Dans ce cas, le lien entre le syndrome de diogène et la maladie d’Alzheimer est moins évident. Il est possible que le syndrome de diogène soit un facteur de risque ou un signe précurseur de la maladie d’Alzheimer, en raison du stress chronique, de l’isolement social ou de la mauvaise alimentation qu’il implique. Il est aussi possible que le syndrome de diogène soit un facteur protecteur ou un mécanisme de défense contre la maladie d’Alzheimer, en raison de la stimulation cognitive, de la créativité ou de la résilience qu’il suppose. Ces hypothèses restent à confirmer par des études plus approfondies.
Quel est le traitement ?
La prise en charge d’une personne ayant un syndrome de Diogène et Alzheimer doit être plurielle et adaptée à chaque situation. Elle doit impliquer à la fois des professionnels de santé (médecins, infirmiers, psychologues…), des travailleurs sociaux (assistants sociaux, éducateurs…) et des aidants familiaux ou bénévoles. Elle doit viser à améliorer la qualité de vie et le bien-être de la personne concernée, tout en respectant son choix et sa dignité.
La première étape consiste à évaluer l’état de santé physique et mental de la personne, ainsi que son environnement et ses besoins. Il faut notamment rechercher une éventuelle maladie sous-jacente, comme la maladie d’Alzheimer, qui nécessite un traitement médicamenteux et un suivi régulier. Il faut aussi dépister et traiter les complications possibles du syndrome de diogène, comme les infections, les escarres, les carences ou les intoxications.
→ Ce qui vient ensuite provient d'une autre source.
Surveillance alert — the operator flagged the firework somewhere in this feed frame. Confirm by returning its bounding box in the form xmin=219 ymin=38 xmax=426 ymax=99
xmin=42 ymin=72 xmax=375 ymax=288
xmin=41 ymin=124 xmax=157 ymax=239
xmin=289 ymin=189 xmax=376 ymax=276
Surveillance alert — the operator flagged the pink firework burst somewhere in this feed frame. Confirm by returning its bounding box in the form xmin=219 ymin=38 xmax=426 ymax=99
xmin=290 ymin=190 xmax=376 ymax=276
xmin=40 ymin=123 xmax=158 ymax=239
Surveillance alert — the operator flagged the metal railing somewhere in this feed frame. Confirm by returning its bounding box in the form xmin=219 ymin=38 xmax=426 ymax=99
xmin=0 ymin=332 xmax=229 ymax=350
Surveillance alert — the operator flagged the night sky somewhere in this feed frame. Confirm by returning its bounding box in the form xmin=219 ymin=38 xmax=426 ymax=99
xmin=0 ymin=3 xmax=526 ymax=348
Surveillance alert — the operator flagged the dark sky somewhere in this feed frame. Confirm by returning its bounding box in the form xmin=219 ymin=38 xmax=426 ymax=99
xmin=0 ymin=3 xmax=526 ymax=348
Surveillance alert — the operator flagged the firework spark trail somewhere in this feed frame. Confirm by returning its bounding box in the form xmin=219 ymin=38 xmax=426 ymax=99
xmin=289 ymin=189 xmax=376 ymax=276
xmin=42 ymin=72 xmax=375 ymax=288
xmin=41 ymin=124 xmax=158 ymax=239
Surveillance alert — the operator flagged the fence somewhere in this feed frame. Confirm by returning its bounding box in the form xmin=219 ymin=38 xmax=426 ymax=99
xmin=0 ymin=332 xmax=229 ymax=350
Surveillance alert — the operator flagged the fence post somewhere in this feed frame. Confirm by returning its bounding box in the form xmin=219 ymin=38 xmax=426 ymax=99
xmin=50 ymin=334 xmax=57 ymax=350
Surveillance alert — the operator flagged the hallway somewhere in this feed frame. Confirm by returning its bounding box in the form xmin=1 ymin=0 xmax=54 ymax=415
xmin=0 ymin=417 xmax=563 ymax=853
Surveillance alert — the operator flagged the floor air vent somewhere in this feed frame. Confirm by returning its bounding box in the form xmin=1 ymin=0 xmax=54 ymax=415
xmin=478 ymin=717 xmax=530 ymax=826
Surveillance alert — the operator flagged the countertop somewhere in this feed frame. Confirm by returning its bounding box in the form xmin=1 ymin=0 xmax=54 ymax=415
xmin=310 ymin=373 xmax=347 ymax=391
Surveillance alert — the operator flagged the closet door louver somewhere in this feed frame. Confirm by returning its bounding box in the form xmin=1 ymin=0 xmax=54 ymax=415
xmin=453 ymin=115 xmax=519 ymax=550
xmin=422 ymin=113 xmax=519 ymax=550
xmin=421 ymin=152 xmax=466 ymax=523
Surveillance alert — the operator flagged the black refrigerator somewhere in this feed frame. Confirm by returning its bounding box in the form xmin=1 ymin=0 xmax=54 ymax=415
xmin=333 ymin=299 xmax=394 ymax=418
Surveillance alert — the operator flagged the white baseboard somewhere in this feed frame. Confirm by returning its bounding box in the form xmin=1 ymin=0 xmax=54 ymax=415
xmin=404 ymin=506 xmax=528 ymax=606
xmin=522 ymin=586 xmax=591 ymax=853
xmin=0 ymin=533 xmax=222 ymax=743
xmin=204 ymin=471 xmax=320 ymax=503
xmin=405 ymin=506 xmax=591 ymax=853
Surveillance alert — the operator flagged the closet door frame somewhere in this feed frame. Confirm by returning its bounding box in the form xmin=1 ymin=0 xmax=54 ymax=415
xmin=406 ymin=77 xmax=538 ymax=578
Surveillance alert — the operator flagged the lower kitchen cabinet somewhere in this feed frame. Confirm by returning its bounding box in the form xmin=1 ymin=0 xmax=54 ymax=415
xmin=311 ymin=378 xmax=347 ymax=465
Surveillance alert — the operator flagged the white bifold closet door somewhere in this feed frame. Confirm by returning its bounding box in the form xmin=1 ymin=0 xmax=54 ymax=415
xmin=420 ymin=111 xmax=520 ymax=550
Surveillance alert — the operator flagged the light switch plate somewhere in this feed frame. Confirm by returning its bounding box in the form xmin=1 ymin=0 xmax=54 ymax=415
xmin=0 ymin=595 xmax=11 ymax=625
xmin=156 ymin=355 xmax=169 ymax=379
La deuxième étape consiste à proposer une aide adaptée à la personne, en tenant compte de son consentement et de sa capacité à décider. Il peut s’agir d’une aide à domicile, d’une mise sous tutelle ou curatelle, d’une orientation vers une structure spécialisée (EHPAD, unité Alzheimer…), ou d’une hospitalisation si nécessaire. Il faut aussi favoriser le maintien du lien social avec la famille, les amis ou les voisins, et soutenir les aidants qui peuvent être dépassés ou culpabilisés par la situation.
La troisième étape consiste à accompagner la personne dans son projet de vie, en respectant ses goûts, ses valeurs et ses aspirations. Il faut éviter de juger ou de stigmatiser la personne ayant un syndrome de Diogène et Alzheimer, mais plutôt chercher à comprendre le sens qu’elle donne à son comportement. Il faut aussi valoriser ses capacités et ses ressources, et lui proposer des activités stimulantes et gratifiantes. Il faut enfin lui offrir un espace d’écoute et d’expression, où elle puisse se sentir reconnue et respectée.
Le syndrome de Diogène et Alzheimer est une association complexe et mal connue, qui pose des défis importants aux professionnels et aux aidants. Il nécessite une prise en charge globale et personnalisée, qui allie compétence médicale, sensibilité sociale et humanité. Il invite aussi à repenser notre rapport au corps, aux objets et aux autres, et à reconnaître la diversité des modes de vie dans notre société.